A federal prosecutor in Georgia who was installed by President Donald Trump has reportedly dismissed the president’s election fraud allegations, telling staff members on Monday that there appears to be “nothing for them.”
In a conference call with staff members, a recording of which was obtained by The Atlanta Journal-Constitution, Acting U.S. Attorney General for the Northern District of Georgia, Bobby Christine, admitted that he had dismissed two cases of electoral fraud on his first day of work.
“I would love to stand out around the corner and shout that, and I can’t,” Christine reportedly said on the call. “But I can tell you that I closed the two more – I don’t know, I guess you would call them high profile or the two most pressing electoral issues in this office.”
“I said I believe, as a lot of people around the table believed, there is nothing to them,” he added.
Christine’s office declined to comment.
Trump picked Christine to head the U.S. attorney’s office after his predecessor, BJay Pak, was forced to resign because the president didn’t think he was doing enough to investigate voter fraud. (The justice ministry and electoral officials across the country have found no evidence of widespread electoral fraud or irregularities in the count.)
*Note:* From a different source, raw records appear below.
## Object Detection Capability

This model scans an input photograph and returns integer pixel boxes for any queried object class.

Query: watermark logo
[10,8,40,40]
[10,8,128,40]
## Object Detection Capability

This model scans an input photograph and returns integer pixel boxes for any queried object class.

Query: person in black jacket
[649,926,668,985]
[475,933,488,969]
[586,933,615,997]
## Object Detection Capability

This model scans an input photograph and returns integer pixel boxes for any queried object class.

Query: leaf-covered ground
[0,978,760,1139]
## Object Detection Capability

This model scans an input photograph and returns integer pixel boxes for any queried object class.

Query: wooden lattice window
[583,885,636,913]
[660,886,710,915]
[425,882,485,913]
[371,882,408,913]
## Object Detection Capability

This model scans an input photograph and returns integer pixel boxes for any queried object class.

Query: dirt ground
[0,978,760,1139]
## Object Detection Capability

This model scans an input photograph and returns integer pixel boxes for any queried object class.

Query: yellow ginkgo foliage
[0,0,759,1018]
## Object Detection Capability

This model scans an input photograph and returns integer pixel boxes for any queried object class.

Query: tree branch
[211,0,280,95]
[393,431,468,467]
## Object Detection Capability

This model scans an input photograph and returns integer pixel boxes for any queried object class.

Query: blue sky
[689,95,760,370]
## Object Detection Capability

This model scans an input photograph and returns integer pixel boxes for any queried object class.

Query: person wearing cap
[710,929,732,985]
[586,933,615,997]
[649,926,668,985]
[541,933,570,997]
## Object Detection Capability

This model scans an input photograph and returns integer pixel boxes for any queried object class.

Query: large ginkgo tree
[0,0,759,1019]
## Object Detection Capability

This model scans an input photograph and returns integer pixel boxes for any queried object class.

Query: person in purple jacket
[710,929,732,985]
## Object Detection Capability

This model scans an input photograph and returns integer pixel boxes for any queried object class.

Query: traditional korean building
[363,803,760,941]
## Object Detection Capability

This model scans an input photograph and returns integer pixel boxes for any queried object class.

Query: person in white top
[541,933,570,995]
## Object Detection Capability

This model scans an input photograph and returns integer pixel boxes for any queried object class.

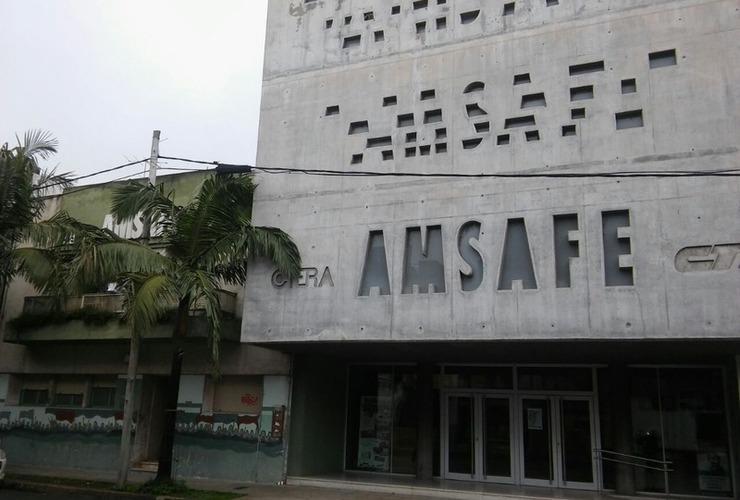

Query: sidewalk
[2,466,650,500]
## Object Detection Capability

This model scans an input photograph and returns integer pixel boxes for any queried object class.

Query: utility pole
[116,130,160,489]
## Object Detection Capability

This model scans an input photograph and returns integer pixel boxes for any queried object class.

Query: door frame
[441,389,517,484]
[516,393,601,491]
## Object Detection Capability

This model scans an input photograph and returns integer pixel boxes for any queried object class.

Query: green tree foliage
[0,130,71,307]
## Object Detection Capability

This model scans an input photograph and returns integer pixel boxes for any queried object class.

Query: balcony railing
[23,290,236,315]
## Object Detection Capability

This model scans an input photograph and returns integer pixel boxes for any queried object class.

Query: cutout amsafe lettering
[401,226,446,294]
[271,267,334,288]
[358,231,391,297]
[457,221,483,292]
[498,219,537,290]
[674,243,740,273]
[553,214,580,288]
[601,210,635,286]
[356,210,632,297]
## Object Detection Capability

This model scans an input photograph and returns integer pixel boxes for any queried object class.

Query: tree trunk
[156,297,190,481]
[116,331,141,489]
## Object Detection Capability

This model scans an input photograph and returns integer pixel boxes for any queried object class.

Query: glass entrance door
[445,394,514,483]
[520,396,596,489]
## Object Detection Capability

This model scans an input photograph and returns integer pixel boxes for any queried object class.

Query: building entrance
[441,365,599,490]
[519,396,596,489]
[444,393,597,489]
[445,394,514,483]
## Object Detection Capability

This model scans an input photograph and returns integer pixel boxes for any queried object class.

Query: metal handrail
[594,448,673,496]
[594,448,673,472]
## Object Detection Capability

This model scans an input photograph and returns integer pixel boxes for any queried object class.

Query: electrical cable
[159,156,740,179]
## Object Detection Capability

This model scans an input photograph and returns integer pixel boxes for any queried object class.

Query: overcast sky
[0,0,267,184]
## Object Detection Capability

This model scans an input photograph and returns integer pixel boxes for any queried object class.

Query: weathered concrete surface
[242,0,740,342]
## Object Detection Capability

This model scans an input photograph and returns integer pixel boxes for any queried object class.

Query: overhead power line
[159,156,740,179]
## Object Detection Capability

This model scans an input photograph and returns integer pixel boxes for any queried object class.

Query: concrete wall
[242,0,740,342]
[288,356,347,476]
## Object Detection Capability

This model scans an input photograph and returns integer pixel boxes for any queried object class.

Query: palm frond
[119,273,178,336]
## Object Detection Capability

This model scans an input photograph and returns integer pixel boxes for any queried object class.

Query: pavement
[0,466,660,500]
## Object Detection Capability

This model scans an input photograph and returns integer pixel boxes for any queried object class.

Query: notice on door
[527,408,542,431]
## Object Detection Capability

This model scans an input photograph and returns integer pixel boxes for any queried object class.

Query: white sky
[0,0,267,184]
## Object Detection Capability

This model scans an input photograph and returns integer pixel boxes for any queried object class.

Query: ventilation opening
[463,82,486,94]
[424,109,442,123]
[398,113,414,127]
[460,10,480,24]
[524,130,540,142]
[614,109,643,130]
[504,115,536,128]
[648,49,677,69]
[569,61,604,76]
[622,78,637,94]
[465,104,488,118]
[349,120,370,135]
[366,135,393,148]
[522,92,547,109]
[475,122,491,134]
[563,125,576,137]
[570,85,594,101]
[463,137,483,149]
[342,35,362,49]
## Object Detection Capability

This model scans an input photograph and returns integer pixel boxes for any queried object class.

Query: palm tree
[106,174,301,480]
[0,130,71,310]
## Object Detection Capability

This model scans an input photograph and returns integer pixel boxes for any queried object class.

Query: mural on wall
[0,407,123,434]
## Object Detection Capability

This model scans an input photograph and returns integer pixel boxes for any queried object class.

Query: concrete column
[609,364,635,495]
[416,363,439,479]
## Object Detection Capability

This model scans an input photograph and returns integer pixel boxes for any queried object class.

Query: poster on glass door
[357,396,391,472]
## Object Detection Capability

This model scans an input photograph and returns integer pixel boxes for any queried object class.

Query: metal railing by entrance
[594,448,673,497]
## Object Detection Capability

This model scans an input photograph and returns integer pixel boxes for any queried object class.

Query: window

During Monday’s call, Christine reportedly said she was surprised to find so few election-related cases on her desk when she took office last week.
“Frankly, watching TV you would assume you have election cases stacked from floor to ceiling,” Christine reportedly said. “I’m so happy to find out that’s not the case, but I didn’t know how to come.”
Trump has denounced election officials across the country, with a particular focus on Georgia, a state he won in 2016 but narrowly lost to President-elect Joe Biden in November. In an hour-long phone call on January 2, Trump urged Georgia Secretary of State Brad Raffensperger, a Republican, to reverse Biden’s victory in the state.
“We won this election in Georgia,” Trump falsely claimed during the call. “And there’s nothing wrong with saying that, Brad. You know, I mean, having the right one – the Georgian people are angry. … and there’s nothing wrong with saying that, you know, that you recalculated.
Raffensperger can be heard pushing back pressure from Trump, telling the president that the data he used to support his claims is “false.”
“All I want to do is this: I just want to find 11,780 votes, which is one more than we have,” Trump told Raffensperger at another point in the conversation.